Maryfield Hospital was a hospital in Stobswell, Dundee, Scotland. Originally a poorhouse hospital it became Dundee's second main hospital after Dundee Royal Infirmary. It closed in the 1970s following the opening of Ninewells Hospital.

==History==

Maryfield Hospital's origins can be traced to a poor hospital built in 1893 at the East Poorhouse, Dundee. The East Poorhouse had been built by the Parochial Board of Dundee in 1856 to the south of Clepington Road.
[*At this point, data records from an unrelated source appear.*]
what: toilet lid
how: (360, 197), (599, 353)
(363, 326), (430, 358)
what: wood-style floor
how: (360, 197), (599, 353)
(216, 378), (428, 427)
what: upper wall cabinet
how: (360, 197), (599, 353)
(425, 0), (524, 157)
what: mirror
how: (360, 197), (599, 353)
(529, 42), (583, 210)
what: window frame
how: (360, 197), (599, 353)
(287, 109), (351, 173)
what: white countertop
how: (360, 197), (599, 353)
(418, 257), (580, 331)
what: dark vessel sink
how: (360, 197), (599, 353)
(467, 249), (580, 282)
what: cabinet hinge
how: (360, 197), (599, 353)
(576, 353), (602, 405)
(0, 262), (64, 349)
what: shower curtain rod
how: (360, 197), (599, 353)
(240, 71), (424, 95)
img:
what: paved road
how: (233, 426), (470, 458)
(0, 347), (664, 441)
The hospital was run by Parochial Board (later known as Dundee Parish Council) as the Eastern Hospital. Following the abolition of parish councils in Scotland in 1929, control passed to Dundee Town Council, under whose stewardship the hospital began to focus on the fields of maternity and childcare as Maryfield Hospital.

Dr Jainti Dass Saggar played a key role in modernising the hospital via the provision of electro-cardiograms, bronchoscopes, and high-powered X-ray machines.
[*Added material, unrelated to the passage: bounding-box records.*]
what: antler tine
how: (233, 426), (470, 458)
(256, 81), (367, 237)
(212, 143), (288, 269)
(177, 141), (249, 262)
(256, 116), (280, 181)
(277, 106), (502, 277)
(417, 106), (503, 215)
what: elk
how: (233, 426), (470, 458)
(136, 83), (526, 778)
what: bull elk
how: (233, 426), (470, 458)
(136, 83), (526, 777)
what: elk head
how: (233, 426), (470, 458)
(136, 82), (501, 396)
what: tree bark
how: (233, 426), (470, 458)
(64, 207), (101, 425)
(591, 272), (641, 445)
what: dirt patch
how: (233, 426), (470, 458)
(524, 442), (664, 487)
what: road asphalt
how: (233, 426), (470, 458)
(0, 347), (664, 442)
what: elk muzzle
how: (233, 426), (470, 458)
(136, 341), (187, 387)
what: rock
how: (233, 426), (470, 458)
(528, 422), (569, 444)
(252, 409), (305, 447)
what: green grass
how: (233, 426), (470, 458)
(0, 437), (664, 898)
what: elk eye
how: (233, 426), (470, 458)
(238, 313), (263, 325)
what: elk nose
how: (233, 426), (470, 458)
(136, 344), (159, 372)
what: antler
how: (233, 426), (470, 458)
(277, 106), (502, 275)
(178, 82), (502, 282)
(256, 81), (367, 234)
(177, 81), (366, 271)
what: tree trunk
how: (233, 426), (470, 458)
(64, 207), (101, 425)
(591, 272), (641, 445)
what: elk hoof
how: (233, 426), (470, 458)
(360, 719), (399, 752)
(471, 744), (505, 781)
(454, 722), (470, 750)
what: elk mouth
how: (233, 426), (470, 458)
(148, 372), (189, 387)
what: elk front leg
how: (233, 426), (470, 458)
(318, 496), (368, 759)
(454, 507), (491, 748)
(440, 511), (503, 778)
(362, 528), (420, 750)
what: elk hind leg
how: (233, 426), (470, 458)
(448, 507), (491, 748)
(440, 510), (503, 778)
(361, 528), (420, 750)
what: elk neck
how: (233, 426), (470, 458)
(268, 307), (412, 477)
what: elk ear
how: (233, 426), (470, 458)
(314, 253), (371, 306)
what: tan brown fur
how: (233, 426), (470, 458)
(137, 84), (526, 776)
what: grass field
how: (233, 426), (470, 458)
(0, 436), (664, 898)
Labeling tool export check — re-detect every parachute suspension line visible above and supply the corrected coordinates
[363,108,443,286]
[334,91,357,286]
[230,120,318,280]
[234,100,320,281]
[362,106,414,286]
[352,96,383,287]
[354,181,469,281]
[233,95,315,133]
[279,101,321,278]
From 1948, it came under the control of the National Health Service and along with other local hospitals was run by Dundee General Hospitals Board of Management. It eventually expanded to cover all of the site formerly occupied by the East Poorhouse. As a result, it became Dundee's second main hospital.

From the late 1940s a number of senior doctors were transferred from Dundee Royal Infirmary to Maryfield to develop the hospital, including Jean Herring, a protégée of Margaret Fairlie, who became consultant in charge of the Gynaecology Department in 1949.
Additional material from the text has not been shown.